Wednesday, May 7, 2008

Boof Watch continues tonight at the IPL!

Let's get something very clear here. Having watched enough of the IPL competition, the Rajasthan Royals are my new favourite team. Why? The Australian players seem so oddly dissimilar from the boring Alan Border Academy clones that get churned out with such overwhelming rapidity. Sure, it is excellent watching Australia win tests and one-dayers and 20-20 games. However, the much repeated comment in bars across the nation during cricket season is "where have all the characters gone?"

Hohns et al at the Australian selection table have always been quick to find players whose character levels have been deemed excessive. Shane Warne {who couldn't be dropped - he is too damn good}, Darren Lehmann and Stuart Macgill are your most recent examples. Typically, the selectors - with help from the likes of Robert Craddock send out a message about these guys. They can't field. They are not fit enough for the rigours of the modern game. They don't "fit in."

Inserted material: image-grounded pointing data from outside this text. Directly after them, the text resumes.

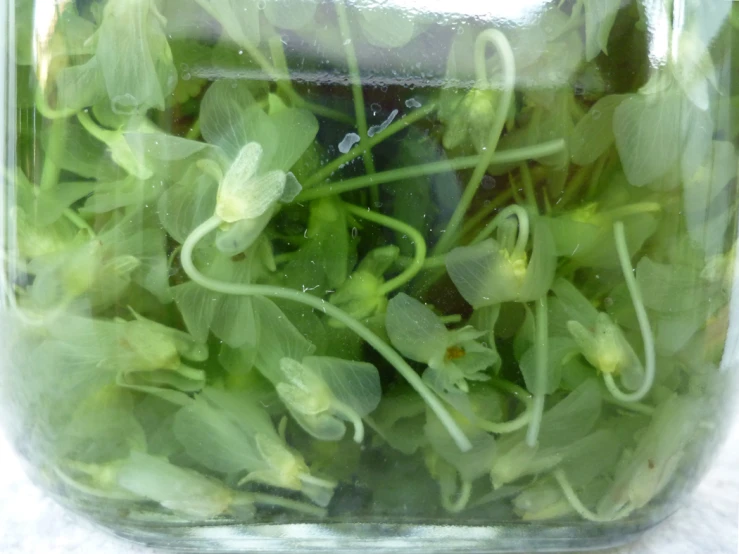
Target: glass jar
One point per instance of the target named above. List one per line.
(287, 274)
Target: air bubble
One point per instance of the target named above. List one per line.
(124, 104)
(349, 140)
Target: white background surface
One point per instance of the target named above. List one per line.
(31, 523)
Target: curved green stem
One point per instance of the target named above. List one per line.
(419, 243)
(356, 81)
(522, 237)
(541, 348)
(352, 416)
(54, 148)
(431, 168)
(577, 504)
(501, 44)
(327, 170)
(463, 497)
(392, 357)
(644, 326)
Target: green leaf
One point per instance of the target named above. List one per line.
(141, 75)
(599, 18)
(486, 273)
(386, 27)
(656, 458)
(593, 134)
(648, 131)
(187, 204)
(230, 119)
(240, 19)
(356, 384)
(296, 130)
(414, 329)
(559, 353)
(175, 488)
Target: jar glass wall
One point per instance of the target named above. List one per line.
(296, 273)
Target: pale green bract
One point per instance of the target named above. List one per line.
(452, 356)
(487, 273)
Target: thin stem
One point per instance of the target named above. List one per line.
(54, 150)
(392, 129)
(522, 237)
(577, 504)
(463, 498)
(486, 211)
(641, 316)
(419, 243)
(496, 38)
(441, 166)
(356, 81)
(317, 481)
(541, 348)
(272, 500)
(528, 187)
(633, 209)
(353, 417)
(517, 423)
(194, 132)
(330, 310)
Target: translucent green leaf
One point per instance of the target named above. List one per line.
(386, 27)
(572, 418)
(184, 206)
(648, 130)
(240, 19)
(213, 436)
(80, 86)
(653, 464)
(593, 134)
(134, 57)
(666, 287)
(560, 351)
(230, 119)
(278, 337)
(242, 193)
(80, 152)
(296, 130)
(599, 18)
(471, 464)
(693, 67)
(181, 490)
(356, 384)
(131, 191)
(414, 329)
(290, 14)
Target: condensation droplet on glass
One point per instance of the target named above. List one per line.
(124, 104)
(349, 140)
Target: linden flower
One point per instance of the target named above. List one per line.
(247, 199)
(453, 356)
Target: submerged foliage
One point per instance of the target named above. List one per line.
(510, 291)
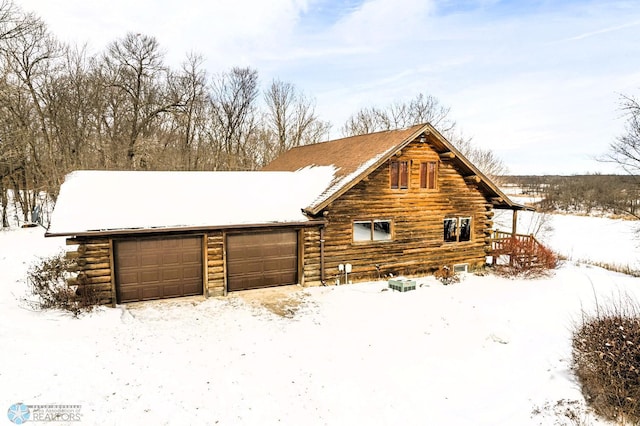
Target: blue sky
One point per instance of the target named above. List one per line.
(538, 82)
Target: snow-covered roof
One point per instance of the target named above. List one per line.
(105, 201)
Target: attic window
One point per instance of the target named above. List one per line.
(399, 174)
(428, 173)
(457, 229)
(372, 230)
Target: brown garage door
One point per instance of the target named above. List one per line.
(262, 259)
(158, 268)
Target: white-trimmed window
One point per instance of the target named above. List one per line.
(372, 230)
(457, 229)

Take Rajasthan. Leading the IPL 20-20 competition. A squad seemingly bereft of any big name players in their prime. Your highest paid players: Mohammed Kaif and Graeme Smith. Good players, not Marquee types by the standard of this competition though. Compare those "marquee" players with the Deccan Chargers - Gilchrist, Gibbs, Symonds etc... What do Rajasthan have?? Characters. Warne and Boof in one team! Another fringe character in Justin Langer almost had his name on the team sheet as well! Langer may not fill everyones definition of a character but his sheer joy at playing cricket for Australia was a joy to watch. Add to this mix Dimitri Mascarenhas - who looks like a pirate - and you have the IPL's coolest franchise.

Watching this team beat up on the boring likes of Ricky "We'll have a bowl" Ponting, Andrew Symonds (More ads, more boring) and Rahul (I can't believe this isn't a test match) Dravid has sent me to IPL heaven.

In some way, the fact that I like watching Rajasthan more than the Australian cricket team must send some kind of message to the ACB. Though, as we watch more clones come off the production line this summer, it will seem quite unlikely that they get it. The only thing left to do is kidnap Shane Watson and fill his vacant alrounder slot with the Postman from Perth.

Anyway, this post is about BOOF WATCH! Hopefully we see his ampleness playing for the Royals tonight. Get on the Royal train. Or as an Indian Signwriter might put it: 'Royals hit most Sixes Warnie Boof express Royals!'

1 comment:

Captain Carnage said...

"I really used my melon out there today...but my bowling was like rice".

Lehmann at a press conference after a South Australia victory. Jamie Siddons bet him he couldn't use the words melon and rice in his victory speech.